The Importance of Trust in a Partnership
As Arjun Rao, the CEO and Founder of ValueLabs, started his speech, I was expecting the usual marketing with huge growth in turnover and employees to impress potential new clients. I was positively surprised, that Arjun did nothing alike. Instead, he focused on the values of the company. The values are wide-spread and I do not want to go into detail. However, one value really got me. Arjun outlined the importance of a trust-based partnership and that trust should be there from the beginning. As this is matching exactly the leadership philosophy I believe in, I was very happy to hear that.

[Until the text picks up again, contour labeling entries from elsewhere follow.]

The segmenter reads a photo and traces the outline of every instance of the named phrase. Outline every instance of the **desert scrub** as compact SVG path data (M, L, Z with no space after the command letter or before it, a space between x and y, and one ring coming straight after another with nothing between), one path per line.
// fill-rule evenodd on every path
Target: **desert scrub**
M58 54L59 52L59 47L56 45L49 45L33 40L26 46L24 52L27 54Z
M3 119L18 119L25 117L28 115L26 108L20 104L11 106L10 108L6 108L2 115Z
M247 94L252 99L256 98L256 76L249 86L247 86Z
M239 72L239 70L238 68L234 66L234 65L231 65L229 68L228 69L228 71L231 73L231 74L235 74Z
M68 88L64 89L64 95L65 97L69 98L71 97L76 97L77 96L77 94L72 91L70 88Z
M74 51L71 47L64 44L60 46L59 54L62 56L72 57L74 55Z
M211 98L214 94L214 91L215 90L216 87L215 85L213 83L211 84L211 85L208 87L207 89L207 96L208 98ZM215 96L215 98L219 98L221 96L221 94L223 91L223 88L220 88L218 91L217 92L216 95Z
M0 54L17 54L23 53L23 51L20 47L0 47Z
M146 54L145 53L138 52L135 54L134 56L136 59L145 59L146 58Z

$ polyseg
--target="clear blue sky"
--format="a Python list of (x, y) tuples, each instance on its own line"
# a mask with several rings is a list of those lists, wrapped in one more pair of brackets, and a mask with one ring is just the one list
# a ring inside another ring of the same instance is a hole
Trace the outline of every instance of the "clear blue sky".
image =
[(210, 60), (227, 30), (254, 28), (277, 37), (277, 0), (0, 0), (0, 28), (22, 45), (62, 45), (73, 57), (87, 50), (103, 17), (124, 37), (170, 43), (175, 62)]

The Container Analogy – again!
One of the other speakers was Jasbir Patel, the CEO of Snapfish. Once again it was interesting to see the difference of Indian and American speakers and leaders. Both were great speakers, but both in completely different ways. I liked Jasbir’s speech, too. Although it did not get through to me on an emotional level. This changed with Sangeet Choudary, a bestselling author. First of all, Sangeet is a great speaker! He talked about platforms, what they are, how they evolved and where they might go to. In order to do that, he used the exact same real-life container analogy, I had used in one of my earlier posts about Docker. How could I not like that?
Going into the Details
Apart from the CEO and different guest speakers, the stage was open to several ValueLabs employees, too. In various presentations, very knowledgeable colleagues explained, what they are working on. Some of it was new to me, like the differentiation between customer experience (CX) and user experience (UX). Some of it I already knew, like what does good architecture mean in real life. At that point, I would have preferred to have two or three separate, but more detailed tracks. The topics that were covered, were partially really complex. Hence, compressing them in 15-20 minutes was a challenge.